Alofa, “Şimdi hepsi kayboldu. Dans ediyoruz ve atalarımızın kötü bir kuraklık sırasında mağaraları nasıl bulduğuna dair hikayeler anlatıyoruz. Kim olduğumuzun bir parçası. Ben bu sorunların şimdiye kadar çözüleceğini düşünürdüm, ama artık umudumu yitirdim” dedi.
Tazminat talebi
Diğer taraftan 400 km uzaklıktaki Kiribati’nin başkenti Tarawa’dan bir gemi sonunda Mart ayında Banaba’ya geldi ve yeni bir tuzdan arındırma tesisi kurmak için şişelenmiş su ve ekipman sağladı. Ancak Banaba’nın yaşlıları, iklim krizi kötüleştikçe, uzak yerlerden gelen desteğe güvenmenin sürdürülebilir olmadığını söyledi.

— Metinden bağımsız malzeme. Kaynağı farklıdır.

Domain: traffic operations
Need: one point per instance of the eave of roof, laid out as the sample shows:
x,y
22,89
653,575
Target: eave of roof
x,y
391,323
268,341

Bu yaşlılardan biri olan Roubena Ritata, “Tuzdan arındırma tesisleri bir çözüm değil. Bu tesis de bozulacak ve yakın bir zamanda aynı kötü günleri tekrar yaşayacağız. İhtiyacımız olan şey, adamızın rehabilitasyonu” dedi.
Banaba liderleri uzun vadeli bir çözüm arıyor. Aslında, atalarının adada yüzyıllarca hayatta kalmalarını sağlayan geleneksel bir su yakalama ve toplama yöntemine geri dönmelerini sağlayacak bir çözüm istiyorlar. Bunu başarmak için ihtiyarlar Avustralya ve Yeni Zelanda hükümetlerine mektup yazarak, ‘te bangabanga’ olarak bilinen kutsal mağaralardan oluşan bir yeraltı ağını yeniden inşa etmek veya temizlemek gibi anıtsal bir girişim için destek istedi.
Mahkeme, İngiltere’nin yasal yükümlülüğü olmadığına karar verdi
Öte yandan, Banaba sakinleri, topraklarına yaptıklarından dolayı tazminat almak için daha önce Avustralya, İngiltere ve Yeni Zelanda’ya karşı birçok yasal girişimde bulundu. Bazıları küçük kazanımlarla sonuçlandı. 1976’da bir grup İngiltere’ye yıkımdaki rolü nedeniyle dava açtı. Mahkeme, İngiltere’nin manevi bir borcu olmasına rağmen yasal bir yükümlülüğü olmadığına karar verdi.
İngiliz hükümeti sonunda Banaba’ya, tüm diğer yasal işlemleri geri çekmeleri koşuluyla, BPC ortak hükümetleri adına 10 milyon Avustralya doları teklif etti.